By then time everybody including my family, employers, school instructors, girlfriends, and the little of friends that I had, – they all knew I had a problem. I was the only one who kept denying the seriousness of it. I thought I could find the way to normalize my behavior and attitude toward drinking alcohol.

The strangers in the room proved me wrong after I already proved myself wrong plenty of times. And they also told me there was a way of action that would help me overcome what I was battling. There were steps to be taken for that way to work.

I’ve heard about Steps and going to meetings, but it took me time to understand the importance of it. However, there was one thing that I took to heart right away in one of my first ten meetings. An elder man said that when you sit at home and think about not going to the meeting, your addiction is right next to you on the floor, and it’s doing push-ups, becoming stronger. It’s a good image and for many years I know it’s the truth, and I still remember it.

tiger2The strangers in the AA rooms taught me about relationships and patience.
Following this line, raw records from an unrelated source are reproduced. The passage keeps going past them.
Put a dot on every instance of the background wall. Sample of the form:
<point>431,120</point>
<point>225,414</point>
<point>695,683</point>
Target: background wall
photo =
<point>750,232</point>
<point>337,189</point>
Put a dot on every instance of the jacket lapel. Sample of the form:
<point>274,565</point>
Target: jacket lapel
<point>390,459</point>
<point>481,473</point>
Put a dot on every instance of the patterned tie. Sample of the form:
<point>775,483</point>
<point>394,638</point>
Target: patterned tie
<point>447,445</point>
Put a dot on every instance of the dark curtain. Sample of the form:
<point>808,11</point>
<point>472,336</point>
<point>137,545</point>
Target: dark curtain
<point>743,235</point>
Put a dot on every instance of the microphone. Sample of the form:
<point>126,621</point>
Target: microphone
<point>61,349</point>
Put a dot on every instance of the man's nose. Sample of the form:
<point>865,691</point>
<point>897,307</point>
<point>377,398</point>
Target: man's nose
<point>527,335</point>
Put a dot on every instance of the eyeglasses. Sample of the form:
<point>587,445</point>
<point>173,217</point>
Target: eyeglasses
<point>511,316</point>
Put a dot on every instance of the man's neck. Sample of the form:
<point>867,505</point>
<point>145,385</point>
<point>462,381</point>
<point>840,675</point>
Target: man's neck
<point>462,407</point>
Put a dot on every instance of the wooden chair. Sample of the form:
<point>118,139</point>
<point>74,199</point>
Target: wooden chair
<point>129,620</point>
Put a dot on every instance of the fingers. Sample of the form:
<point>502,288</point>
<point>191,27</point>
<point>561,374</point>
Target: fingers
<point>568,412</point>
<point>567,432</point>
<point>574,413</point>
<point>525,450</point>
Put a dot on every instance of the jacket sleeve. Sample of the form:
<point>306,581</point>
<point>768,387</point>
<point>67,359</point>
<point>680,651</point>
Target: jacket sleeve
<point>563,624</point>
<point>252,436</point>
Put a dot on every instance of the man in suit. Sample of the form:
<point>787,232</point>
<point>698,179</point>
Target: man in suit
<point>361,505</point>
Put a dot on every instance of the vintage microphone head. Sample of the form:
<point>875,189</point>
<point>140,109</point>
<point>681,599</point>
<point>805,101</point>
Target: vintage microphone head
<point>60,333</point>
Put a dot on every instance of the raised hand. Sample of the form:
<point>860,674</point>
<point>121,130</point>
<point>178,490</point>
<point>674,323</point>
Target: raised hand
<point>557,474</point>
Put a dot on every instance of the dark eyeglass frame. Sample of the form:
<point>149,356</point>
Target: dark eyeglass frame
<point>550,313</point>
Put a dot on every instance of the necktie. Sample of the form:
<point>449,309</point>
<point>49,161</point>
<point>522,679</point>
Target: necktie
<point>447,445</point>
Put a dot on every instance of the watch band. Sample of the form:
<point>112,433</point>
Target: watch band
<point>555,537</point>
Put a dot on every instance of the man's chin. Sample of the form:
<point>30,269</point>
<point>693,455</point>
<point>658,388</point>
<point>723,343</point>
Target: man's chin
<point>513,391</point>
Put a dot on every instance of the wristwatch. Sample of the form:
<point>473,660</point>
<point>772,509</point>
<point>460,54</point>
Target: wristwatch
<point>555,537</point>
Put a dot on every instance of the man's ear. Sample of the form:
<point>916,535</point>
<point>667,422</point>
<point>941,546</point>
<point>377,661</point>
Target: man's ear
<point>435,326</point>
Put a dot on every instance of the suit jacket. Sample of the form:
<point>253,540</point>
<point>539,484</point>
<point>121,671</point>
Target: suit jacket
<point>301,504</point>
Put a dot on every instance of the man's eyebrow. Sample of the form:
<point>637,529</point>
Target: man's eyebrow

They opened my eyes to the reality of attaining serenity and the fact that it was not a rocket science to attain it. But there were Steps. Steps to everything. Just like with putting an elephant in the fridge. Open the door, take tiger out, put elephant in, close the door.

I also never heard of a word “resentment”, so they taught me. I wouldn’t be able to learn that without learning first that I was powerless over the behavior that I for a long time considered a blessing. Learning that took humility, and without that accepting the concept of letting go of resentment just don’t work for me.

Thanks to AA, I had my eyes opened to the fact that I had to take care of myself, because no one else would. They would want to, but most of them don’t even know where to start. No one really knows what’s going on behind anyone’s eyes. In disease and addiction no one really knows how you really feel. We don’t willingly talk about our problems. Sometimes even we don’t know what the hell is going on, while we watch it unfold. Then there are people who do know, and they can help, but my self-will-run-riot will mess everything up if I don’t take heed and allow for patience and consideration. Crap hits the fan sometimes, and if I don’t pay attention, the result is, as Henry Rollins wrote, “sometimes happens all the time”. I guess if there is anything I know, it’s that. But I still tend to ignore that at times.

Last fifteen years of living sober were great. I think I did more good than bad, and I’ve learned from more mistakes than I ever allowed myself to in the past. I walk forward, and I have to take steps to do so. It works better that way.